Durch Kopieren der Formel MITTELWERT(B16:B1015) aus Zelle B13 nach C13:E13 berechnen wir den durchschnittlichen simulierten Gewinn für jede Produktionsmenge. Durch Kopieren der Formel STDEV(B16:B1015) aus Zelle B14 nach C14:E14 berechnen wir die Standardabweichung unserer simulierten Gewinne für jede Bestellmenge. Jedes Mal, wenn wir F9 drücken, werden 1000 Nachfrageiterationen für jede Bestellmenge simuliert. Die Produktion von 40.000 Karten bringt immer den größten erwarteten Gewinn. Daher scheint es, dass die Produktion von 40.000 Karten die richtige Entscheidung ist.
Die Auswirkungen des Risikos auf unsere Entscheidung Wenn wir 20.000 statt 40.000 Karten produzieren, sinkt unser erwarteter Gewinn um etwa 22 Prozent, aber unser Risiko (gemessen an der Standardabweichung des Gewinns) sinkt um fast 73 Prozent. Wenn wir also extrem risikoscheu sind, könnte die Produktion von 20.000 Karten die richtige Entscheidung sein. Übrigens hat die Produktion von 10.000 Karten immer eine Standardabweichung von 0 Karten, denn wenn wir 10.000 Karten produzieren, verkaufen wir immer alle ohne Reste.
Hinweis
In dieser Arbeitsmappe ist die Berechnungsoption auf "Automatisch" (außer für Tabellen) festgelegt. (Verwenden Sie den Befehl "Berechnung" in der Gruppe "Berechnung" auf der Registerkarte "Formeln".) Diese Einstellung stellt sicher, dass die Datentabelle nicht neu berechnet wird, es sei denn, wir drücken F9. Dies ist eine gute Idee, da eine große Datentabelle Ihre Arbeit verlangsamt, wenn sie jedes Mal neu berechnet wird, wenn Sie etwas in Ihr Arbeitsblatt eingeben. Beachten Sie, dass sich in diesem Beispiel immer dann der mittlere Gewinn ändert, wenn Sie F9 drücken. Dies geschieht, weil jedes Mal, wenn Sie F9 drücken, eine andere Sequenz von 1000 Zufallszahlen verwendet wird, um Bedarfe für jede Bestellmenge zu generieren.
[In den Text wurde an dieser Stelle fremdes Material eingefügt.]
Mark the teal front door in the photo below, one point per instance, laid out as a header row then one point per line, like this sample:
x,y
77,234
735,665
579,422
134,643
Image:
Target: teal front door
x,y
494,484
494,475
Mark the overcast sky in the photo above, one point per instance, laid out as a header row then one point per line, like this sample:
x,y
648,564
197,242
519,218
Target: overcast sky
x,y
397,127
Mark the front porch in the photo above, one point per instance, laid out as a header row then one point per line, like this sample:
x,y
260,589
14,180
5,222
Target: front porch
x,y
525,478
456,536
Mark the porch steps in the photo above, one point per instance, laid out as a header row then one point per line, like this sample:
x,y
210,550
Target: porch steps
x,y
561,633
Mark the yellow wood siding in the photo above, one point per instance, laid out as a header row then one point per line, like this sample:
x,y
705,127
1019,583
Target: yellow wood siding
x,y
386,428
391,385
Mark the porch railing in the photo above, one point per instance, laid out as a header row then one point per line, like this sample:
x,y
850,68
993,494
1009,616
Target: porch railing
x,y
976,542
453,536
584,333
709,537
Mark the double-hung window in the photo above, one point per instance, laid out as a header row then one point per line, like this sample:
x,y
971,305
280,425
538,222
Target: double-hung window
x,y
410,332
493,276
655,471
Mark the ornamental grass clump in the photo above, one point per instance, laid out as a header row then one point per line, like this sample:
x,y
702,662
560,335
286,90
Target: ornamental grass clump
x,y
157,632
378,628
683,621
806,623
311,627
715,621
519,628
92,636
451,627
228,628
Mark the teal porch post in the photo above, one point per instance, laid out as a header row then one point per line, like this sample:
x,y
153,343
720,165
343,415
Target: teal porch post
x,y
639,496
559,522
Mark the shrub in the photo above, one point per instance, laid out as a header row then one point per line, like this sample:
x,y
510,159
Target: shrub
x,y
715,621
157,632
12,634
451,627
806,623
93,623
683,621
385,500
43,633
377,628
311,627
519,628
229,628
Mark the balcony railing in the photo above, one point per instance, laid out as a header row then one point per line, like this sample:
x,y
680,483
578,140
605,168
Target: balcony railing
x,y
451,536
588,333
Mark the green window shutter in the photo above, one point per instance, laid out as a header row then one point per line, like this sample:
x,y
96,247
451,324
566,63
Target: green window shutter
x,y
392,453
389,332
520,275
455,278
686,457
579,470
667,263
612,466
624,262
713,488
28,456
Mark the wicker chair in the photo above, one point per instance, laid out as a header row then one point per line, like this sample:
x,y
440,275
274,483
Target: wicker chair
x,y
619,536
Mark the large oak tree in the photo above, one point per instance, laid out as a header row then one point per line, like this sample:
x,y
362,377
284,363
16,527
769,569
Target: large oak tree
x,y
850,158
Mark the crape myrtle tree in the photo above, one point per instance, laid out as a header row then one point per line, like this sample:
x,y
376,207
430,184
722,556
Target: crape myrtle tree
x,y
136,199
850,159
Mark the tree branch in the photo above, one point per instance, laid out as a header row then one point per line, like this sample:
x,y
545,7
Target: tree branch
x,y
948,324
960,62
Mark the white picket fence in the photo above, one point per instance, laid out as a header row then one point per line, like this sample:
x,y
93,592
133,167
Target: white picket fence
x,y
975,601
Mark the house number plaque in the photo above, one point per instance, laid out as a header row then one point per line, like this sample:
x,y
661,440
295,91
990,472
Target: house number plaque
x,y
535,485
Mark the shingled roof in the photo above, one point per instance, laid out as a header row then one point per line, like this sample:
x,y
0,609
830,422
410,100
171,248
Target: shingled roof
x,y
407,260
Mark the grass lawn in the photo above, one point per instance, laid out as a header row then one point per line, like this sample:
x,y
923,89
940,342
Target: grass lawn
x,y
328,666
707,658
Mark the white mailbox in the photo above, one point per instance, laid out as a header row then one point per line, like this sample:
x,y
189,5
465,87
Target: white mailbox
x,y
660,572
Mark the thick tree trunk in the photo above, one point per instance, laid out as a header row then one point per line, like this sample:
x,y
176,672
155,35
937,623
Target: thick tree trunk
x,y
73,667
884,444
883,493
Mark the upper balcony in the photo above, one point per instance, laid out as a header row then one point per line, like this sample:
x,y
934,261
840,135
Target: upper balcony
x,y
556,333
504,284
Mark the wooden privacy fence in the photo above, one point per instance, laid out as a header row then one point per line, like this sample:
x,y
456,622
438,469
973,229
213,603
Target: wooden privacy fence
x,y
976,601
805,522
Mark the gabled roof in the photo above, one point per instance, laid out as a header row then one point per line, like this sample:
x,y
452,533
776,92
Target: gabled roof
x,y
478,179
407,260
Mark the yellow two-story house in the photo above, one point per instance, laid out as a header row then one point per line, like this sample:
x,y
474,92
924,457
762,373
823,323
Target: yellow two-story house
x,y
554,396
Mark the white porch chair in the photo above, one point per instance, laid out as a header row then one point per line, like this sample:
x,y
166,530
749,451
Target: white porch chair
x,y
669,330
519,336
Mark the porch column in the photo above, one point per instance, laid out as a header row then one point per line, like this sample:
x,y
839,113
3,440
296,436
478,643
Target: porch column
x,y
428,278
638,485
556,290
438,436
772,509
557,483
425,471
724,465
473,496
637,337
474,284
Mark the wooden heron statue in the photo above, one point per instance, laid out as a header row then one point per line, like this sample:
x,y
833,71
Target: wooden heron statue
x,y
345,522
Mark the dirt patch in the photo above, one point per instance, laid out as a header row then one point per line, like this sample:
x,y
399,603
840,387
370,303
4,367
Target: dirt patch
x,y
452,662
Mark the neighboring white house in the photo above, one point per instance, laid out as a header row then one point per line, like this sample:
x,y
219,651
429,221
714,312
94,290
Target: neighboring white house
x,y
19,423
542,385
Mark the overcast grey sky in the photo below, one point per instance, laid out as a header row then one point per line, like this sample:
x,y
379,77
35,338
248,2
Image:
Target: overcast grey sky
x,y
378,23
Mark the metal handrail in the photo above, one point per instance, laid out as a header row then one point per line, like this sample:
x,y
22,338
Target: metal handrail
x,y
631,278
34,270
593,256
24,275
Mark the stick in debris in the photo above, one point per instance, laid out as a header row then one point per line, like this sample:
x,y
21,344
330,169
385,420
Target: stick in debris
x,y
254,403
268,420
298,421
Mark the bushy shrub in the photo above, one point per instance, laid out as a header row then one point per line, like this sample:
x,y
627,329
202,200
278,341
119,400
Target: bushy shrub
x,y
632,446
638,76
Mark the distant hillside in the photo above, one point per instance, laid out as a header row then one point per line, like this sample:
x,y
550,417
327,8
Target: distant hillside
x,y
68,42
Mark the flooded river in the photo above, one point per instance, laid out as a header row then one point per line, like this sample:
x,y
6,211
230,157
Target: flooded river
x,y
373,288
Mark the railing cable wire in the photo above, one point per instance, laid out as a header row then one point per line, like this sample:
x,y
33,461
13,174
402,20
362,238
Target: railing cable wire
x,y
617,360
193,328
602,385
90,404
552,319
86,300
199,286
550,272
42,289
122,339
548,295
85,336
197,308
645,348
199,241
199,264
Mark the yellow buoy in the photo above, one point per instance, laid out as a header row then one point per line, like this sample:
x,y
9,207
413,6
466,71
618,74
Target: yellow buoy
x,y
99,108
Konfidenzintervall für den mittleren Gewinn Eine natürliche Frage, die man sich in dieser Situation stellen muss, ist, in welchem Intervall wir zu 95 Prozent sicher sind, dass der wahre mittlere Gewinn sinken wird. Dieses Intervall wird als 95-Prozent-Konfidenzintervall für den mittleren Gewinn bezeichnet. Ein 95-Prozent-Konfidenzintervall für den Mittelwert einer Simulationsausgabe wird mit der folgenden Formel berechnet:
In Zelle J11 berechnen Sie die untere Grenze für das 95-Prozent-Konfidenzintervall für den mittleren Gewinn, wenn 40.000 Kalender mit der Formel D13–1,96*D14/SQRT(1000) erstellt werden. In Zelle J12 berechnen Sie die Obergrenze für unser 95-Prozent-Konfidenzintervall mit der Formel D13+1,96*D14/SQRT(1000). Diese Berechnungen sind in Abbildung 60-7 dargestellt.
Wir sind uns zu 95 Prozent sicher, dass unser durchschnittlicher Gewinn, wenn 40.000 Kalender bestellt werden, zwischen 56.687 und 62.589 US-Dollar liegt.
Probleme
Ein GMC-Händler glaubt, dass die Nachfrage nach 2005er Envoys mit einem Mittelwert von 200 und einer Standardabweichung von 30 normal verteilt sein wird. Seine Kosten für den Empfang eines Gesandten betragen 25.000 Dollar, und er verkauft einen Gesandten für 40.000 Dollar. Die Hälfte aller Gesandten, die nicht zum vollen Preis verkauft werden, kann für 30.000 Dollar verkauft werden. Er erwägt, 200, 220, 240, 260, 280 oder 300 Gesandte zu bestellen. Wie viele sollte er bestellen?
Ein kleiner Supermarkt versucht herauszufinden, wie viele Exemplare des People-Magazins er pro Woche bestellen soll. Sie glauben, dass ihre Nachfrage nach People durch die folgende diskrete Zufallsvariable bestimmt wird:
Nachfrage Wahrsch 15 0,10 20 0,20 25 0.30 30 0,25 35 0,15 Der Supermarkt zahlt 1,00 Dollar für jedes Exemplar von People und verkauft es für 1,95 Dollar. Jedes unverkaufte Exemplar kann für 0,50 $ zurückgegeben werden. Wie viele Exemplare von People sollte der Shop bestellen?
Benötigen Sie weitere Hilfe?
Sie können jederzeit einen Experten in der Excel Tech Community fragen oder in Communitys Unterstützung erhalten.